401k Employee Contributions
The IRS updated their contribution limits for what you can save to your 401(k). Regular & Roth 401(k) contribution limits for 2014 were $17,500, and this number increases $500 to $18,000 per year for 2015. And, if you’re over the age of 50, then you can contribute an additional $6,000 for a whopping $24,000 per year.

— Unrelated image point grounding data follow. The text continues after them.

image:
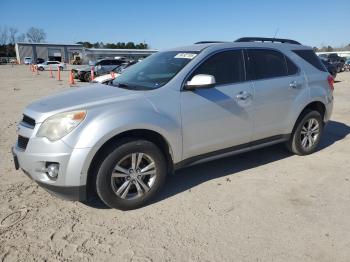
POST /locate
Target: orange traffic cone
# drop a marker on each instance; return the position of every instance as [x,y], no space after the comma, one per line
[71,78]
[58,73]
[92,73]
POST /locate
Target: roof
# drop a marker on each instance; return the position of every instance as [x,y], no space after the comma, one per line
[200,47]
[121,50]
[34,43]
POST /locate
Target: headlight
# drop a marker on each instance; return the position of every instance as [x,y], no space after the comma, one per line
[57,126]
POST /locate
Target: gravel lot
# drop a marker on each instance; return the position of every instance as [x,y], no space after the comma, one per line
[265,205]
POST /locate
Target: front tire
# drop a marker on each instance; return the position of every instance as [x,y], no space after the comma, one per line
[306,134]
[131,174]
[87,77]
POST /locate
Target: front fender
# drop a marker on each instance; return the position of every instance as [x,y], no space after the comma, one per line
[104,125]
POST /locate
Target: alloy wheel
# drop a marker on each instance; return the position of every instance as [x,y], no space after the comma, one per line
[133,176]
[309,133]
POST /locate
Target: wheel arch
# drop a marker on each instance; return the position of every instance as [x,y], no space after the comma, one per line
[145,134]
[316,105]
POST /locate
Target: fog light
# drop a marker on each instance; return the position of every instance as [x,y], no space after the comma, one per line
[52,170]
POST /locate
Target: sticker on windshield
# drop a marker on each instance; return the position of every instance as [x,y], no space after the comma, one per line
[185,55]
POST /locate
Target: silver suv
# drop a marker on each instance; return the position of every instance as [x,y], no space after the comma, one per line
[175,108]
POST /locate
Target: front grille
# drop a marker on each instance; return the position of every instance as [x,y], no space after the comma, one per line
[22,142]
[28,121]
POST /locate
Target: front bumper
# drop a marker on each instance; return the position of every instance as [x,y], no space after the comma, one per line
[70,183]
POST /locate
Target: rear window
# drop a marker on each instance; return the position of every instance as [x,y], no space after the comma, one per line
[310,57]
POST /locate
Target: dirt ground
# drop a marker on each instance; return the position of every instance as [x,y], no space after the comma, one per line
[265,205]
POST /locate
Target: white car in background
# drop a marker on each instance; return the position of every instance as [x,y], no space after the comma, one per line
[27,60]
[107,78]
[54,65]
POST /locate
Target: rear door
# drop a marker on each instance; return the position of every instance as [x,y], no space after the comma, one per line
[277,82]
[220,117]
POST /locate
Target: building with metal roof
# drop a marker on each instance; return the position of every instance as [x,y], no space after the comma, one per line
[67,52]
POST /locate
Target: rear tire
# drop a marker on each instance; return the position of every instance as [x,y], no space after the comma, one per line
[120,181]
[306,134]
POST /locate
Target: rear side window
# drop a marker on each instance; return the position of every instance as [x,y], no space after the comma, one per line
[292,68]
[266,64]
[103,62]
[310,57]
[115,62]
[227,67]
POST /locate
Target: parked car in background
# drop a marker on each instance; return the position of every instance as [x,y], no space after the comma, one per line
[101,67]
[347,64]
[177,108]
[106,79]
[3,61]
[332,69]
[27,60]
[40,61]
[54,65]
[335,60]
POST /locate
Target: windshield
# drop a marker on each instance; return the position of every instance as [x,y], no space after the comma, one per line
[154,71]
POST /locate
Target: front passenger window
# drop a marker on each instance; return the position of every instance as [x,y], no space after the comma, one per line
[227,67]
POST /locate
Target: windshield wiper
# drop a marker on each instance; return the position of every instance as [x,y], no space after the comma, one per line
[121,85]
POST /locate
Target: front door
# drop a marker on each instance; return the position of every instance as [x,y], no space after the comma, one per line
[219,117]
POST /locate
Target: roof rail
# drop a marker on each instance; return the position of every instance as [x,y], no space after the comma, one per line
[209,42]
[267,39]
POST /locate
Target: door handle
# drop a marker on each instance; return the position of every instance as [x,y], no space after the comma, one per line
[243,95]
[295,85]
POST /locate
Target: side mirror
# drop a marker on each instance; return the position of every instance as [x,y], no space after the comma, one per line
[200,81]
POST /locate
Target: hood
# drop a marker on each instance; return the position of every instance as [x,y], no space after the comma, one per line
[85,68]
[78,98]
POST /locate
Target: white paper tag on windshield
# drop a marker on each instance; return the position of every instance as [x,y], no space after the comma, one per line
[185,55]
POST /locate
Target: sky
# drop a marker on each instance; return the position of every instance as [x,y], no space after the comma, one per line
[166,24]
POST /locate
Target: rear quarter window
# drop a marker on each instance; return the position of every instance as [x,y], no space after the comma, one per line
[265,64]
[310,57]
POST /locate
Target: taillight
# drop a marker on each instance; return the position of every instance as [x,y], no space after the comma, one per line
[330,80]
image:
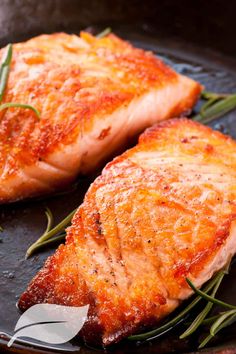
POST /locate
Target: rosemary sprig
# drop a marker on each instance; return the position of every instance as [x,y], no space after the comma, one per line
[38,246]
[4,69]
[19,105]
[50,232]
[216,106]
[4,74]
[202,315]
[104,33]
[209,298]
[179,318]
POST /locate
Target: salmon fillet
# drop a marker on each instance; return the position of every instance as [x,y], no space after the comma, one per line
[93,94]
[163,211]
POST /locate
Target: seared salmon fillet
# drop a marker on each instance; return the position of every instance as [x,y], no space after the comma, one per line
[163,211]
[93,95]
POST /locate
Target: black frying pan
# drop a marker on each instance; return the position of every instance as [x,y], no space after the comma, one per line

Whether you contribute to the 401(k) pre-tax or via Roth, the limit is the same! That works out to a savings of $1,500 per month. Whether you’re early to the saving game or late to the game, contributing SOME amount is critical. Then, as you get better and better with your savings, work to try and maximize this over time.

IRA Contributions
IRA contribution limits are unchanged for 2015 from the 2014 levels. So, each person can contribute up to $5,500 for 2015. If you’re over the age of 50, then you can sock away an extra $1,000 per year for a total of $6,500.

HSA Contributions
HSA contribution limits have increased slightly for 2015. For single individuals on a high deductible health plan (HDHP), you can contribute $3,350 per year. For family plans, you can contribute just shy of double that figure at $6,650. And, if you’re age 55 or older (not to be confused that this is a different age than the IRA and 401k “catch-up” contribution limits), you can save an additional $1,000.

SEP IRA Contributions
These accounts are typically just for those who are self-employed, and the contribution maximums are quite substantial. For 2014, you can contribute $52,000. For 2015, this figure is increased to $53,000.

SIMPLE IRA Contributions
Some people have access to a SIMPLE IRA through work – not uncommon for smaller employers, and these contribution amounts have increased for 2015, too. The old figures for 2014 were $12,000 with a $2,500 age-50 catch-up. This figure is increased $500 per year to $12,500 with an extra $3,000 contribution for those who are over age 50.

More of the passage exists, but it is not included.